Working hard to get the most out of the mining sector

 BY BACHA ZEWDIE

Ethiopia’s virtually untapped, diverse and vast mineral resources offer huge potential opportunities for exploration and development. These include – but are not limited to – tantalum, potash, gemstones, gold, iron ore and various industrial, energy and construction minerals. This extraordinary potential coupled with improving government policies and regulations means Ethiopia is now very much on the radar screen of international mining investors.

As witnessed by some officials of continental institutions, Ethiopia’s mining sector has potential to stimulate economic growth and poverty reduction. The country is rich in mineral resources, including oil and gas, these remained largely untapped, adding mining’s potential to contribute to economic growth and poverty reduction in the country could not be over-emphasized.

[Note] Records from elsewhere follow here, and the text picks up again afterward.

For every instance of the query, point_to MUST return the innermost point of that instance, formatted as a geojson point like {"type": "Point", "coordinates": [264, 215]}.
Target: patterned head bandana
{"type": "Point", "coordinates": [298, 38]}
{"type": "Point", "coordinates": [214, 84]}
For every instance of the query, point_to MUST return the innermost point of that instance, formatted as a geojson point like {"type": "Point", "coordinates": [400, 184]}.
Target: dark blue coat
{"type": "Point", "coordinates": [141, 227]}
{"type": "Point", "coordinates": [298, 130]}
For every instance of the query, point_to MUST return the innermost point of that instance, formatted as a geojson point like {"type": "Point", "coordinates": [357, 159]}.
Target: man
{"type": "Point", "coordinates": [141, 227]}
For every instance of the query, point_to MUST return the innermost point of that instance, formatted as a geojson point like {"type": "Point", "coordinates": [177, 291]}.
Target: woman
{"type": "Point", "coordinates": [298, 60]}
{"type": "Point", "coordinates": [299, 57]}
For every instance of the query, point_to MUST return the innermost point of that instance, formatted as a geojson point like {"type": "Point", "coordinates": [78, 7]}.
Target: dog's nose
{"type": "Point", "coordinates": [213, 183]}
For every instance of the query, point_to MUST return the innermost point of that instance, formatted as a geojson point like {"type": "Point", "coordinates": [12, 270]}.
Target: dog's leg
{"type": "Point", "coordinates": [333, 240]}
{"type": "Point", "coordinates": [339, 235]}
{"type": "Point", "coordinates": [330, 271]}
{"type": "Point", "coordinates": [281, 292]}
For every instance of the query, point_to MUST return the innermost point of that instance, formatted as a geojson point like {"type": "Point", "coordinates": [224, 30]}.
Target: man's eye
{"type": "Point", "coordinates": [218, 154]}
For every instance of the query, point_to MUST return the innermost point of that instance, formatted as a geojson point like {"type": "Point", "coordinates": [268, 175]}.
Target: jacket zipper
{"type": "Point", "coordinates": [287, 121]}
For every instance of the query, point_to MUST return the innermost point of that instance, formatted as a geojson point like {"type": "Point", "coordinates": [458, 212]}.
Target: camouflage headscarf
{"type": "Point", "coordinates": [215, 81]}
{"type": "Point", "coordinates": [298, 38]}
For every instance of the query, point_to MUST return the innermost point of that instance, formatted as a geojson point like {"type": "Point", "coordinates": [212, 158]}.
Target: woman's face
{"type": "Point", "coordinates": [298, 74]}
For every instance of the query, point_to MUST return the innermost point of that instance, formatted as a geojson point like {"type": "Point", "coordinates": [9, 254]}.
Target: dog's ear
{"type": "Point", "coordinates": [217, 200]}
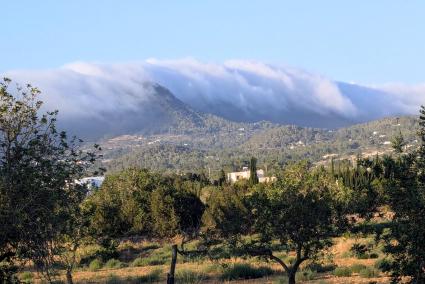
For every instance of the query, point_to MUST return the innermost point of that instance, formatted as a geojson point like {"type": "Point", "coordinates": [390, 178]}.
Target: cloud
{"type": "Point", "coordinates": [236, 89]}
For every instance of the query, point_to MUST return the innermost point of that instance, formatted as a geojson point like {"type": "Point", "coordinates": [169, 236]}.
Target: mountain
{"type": "Point", "coordinates": [157, 96]}
{"type": "Point", "coordinates": [156, 111]}
{"type": "Point", "coordinates": [231, 145]}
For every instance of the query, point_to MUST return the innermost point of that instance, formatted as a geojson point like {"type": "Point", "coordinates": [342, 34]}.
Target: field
{"type": "Point", "coordinates": [148, 262]}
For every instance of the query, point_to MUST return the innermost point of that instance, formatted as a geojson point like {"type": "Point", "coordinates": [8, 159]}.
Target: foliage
{"type": "Point", "coordinates": [113, 263]}
{"type": "Point", "coordinates": [405, 240]}
{"type": "Point", "coordinates": [369, 272]}
{"type": "Point", "coordinates": [190, 277]}
{"type": "Point", "coordinates": [95, 264]}
{"type": "Point", "coordinates": [300, 211]}
{"type": "Point", "coordinates": [253, 178]}
{"type": "Point", "coordinates": [245, 271]}
{"type": "Point", "coordinates": [39, 198]}
{"type": "Point", "coordinates": [342, 272]}
{"type": "Point", "coordinates": [149, 261]}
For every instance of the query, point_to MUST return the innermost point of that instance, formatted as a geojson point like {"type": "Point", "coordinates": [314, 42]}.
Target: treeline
{"type": "Point", "coordinates": [46, 215]}
{"type": "Point", "coordinates": [273, 145]}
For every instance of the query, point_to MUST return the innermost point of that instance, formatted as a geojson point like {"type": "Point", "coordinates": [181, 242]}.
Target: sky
{"type": "Point", "coordinates": [362, 41]}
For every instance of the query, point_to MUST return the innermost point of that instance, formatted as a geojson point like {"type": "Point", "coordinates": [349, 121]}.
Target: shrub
{"type": "Point", "coordinates": [153, 276]}
{"type": "Point", "coordinates": [356, 268]}
{"type": "Point", "coordinates": [113, 279]}
{"type": "Point", "coordinates": [383, 264]}
{"type": "Point", "coordinates": [373, 255]}
{"type": "Point", "coordinates": [113, 263]}
{"type": "Point", "coordinates": [359, 249]}
{"type": "Point", "coordinates": [26, 277]}
{"type": "Point", "coordinates": [105, 252]}
{"type": "Point", "coordinates": [305, 275]}
{"type": "Point", "coordinates": [190, 277]}
{"type": "Point", "coordinates": [148, 261]}
{"type": "Point", "coordinates": [95, 264]}
{"type": "Point", "coordinates": [369, 272]}
{"type": "Point", "coordinates": [245, 271]}
{"type": "Point", "coordinates": [320, 268]}
{"type": "Point", "coordinates": [342, 272]}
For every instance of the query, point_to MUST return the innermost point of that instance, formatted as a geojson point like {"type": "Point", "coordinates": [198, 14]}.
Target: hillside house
{"type": "Point", "coordinates": [245, 173]}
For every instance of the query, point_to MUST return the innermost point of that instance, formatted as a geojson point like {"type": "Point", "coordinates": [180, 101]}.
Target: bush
{"type": "Point", "coordinates": [359, 249]}
{"type": "Point", "coordinates": [369, 273]}
{"type": "Point", "coordinates": [356, 268]}
{"type": "Point", "coordinates": [190, 277]}
{"type": "Point", "coordinates": [153, 276]}
{"type": "Point", "coordinates": [373, 255]}
{"type": "Point", "coordinates": [26, 277]}
{"type": "Point", "coordinates": [106, 251]}
{"type": "Point", "coordinates": [113, 263]}
{"type": "Point", "coordinates": [383, 264]}
{"type": "Point", "coordinates": [245, 271]}
{"type": "Point", "coordinates": [342, 272]}
{"type": "Point", "coordinates": [149, 261]}
{"type": "Point", "coordinates": [320, 268]}
{"type": "Point", "coordinates": [95, 264]}
{"type": "Point", "coordinates": [113, 279]}
{"type": "Point", "coordinates": [305, 275]}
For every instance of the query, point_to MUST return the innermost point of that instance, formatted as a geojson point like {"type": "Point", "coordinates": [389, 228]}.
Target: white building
{"type": "Point", "coordinates": [245, 173]}
{"type": "Point", "coordinates": [92, 182]}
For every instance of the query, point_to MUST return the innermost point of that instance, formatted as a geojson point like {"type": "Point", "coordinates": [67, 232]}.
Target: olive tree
{"type": "Point", "coordinates": [38, 169]}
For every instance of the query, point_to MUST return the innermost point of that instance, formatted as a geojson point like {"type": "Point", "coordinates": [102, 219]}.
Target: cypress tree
{"type": "Point", "coordinates": [253, 178]}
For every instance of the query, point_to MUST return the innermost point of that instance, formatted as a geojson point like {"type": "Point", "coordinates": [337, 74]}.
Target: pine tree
{"type": "Point", "coordinates": [253, 178]}
{"type": "Point", "coordinates": [398, 143]}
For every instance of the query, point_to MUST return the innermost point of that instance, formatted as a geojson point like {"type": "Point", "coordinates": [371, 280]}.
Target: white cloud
{"type": "Point", "coordinates": [242, 89]}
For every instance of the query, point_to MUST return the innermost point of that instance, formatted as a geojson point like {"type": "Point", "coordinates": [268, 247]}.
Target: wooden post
{"type": "Point", "coordinates": [170, 275]}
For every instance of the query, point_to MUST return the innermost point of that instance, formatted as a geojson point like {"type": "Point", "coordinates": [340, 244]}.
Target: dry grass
{"type": "Point", "coordinates": [213, 270]}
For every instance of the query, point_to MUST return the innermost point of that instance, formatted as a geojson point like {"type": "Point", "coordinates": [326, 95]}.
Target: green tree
{"type": "Point", "coordinates": [38, 169]}
{"type": "Point", "coordinates": [405, 184]}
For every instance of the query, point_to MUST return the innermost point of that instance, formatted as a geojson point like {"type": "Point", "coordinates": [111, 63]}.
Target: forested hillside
{"type": "Point", "coordinates": [229, 145]}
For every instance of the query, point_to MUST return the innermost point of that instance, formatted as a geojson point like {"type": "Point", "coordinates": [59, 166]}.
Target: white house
{"type": "Point", "coordinates": [92, 182]}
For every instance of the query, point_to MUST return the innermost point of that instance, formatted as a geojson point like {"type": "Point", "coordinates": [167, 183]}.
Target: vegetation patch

With considerable gold reserves, and a rapidly-developing governance structure in place, Ethiopia could be one of the most attractive investment destinations for the global mining industry, especially for foreign firms looking for a stake in the gold sector. According to the Extractive Industries Transparency Initiative (EITI), Ethiopia boasts around 200 tons of gold, and with a further 360 million tons of coal and 69 million tons of iron, there is every reason to be optimistic about the country’s mineral future.

Regardless of its untapped potential, the sector contributed to less than 1 percent of Gross Domestic Product (GDP), 14 percent of exports, 1 percent of government revenue and was only able to create 4,000 formal jobs in 2018. In its Growth and Transformation Plan, Ethiopia has set as a target for its mining sector to contribute to 10 percent of GDP by 2025. To achieve this target and to successfully leverage its mining sector for economic growth and sustainable development, the country will have to learn from the experiences and good practices of more mature mining economies and make use of available frameworks and guidelines.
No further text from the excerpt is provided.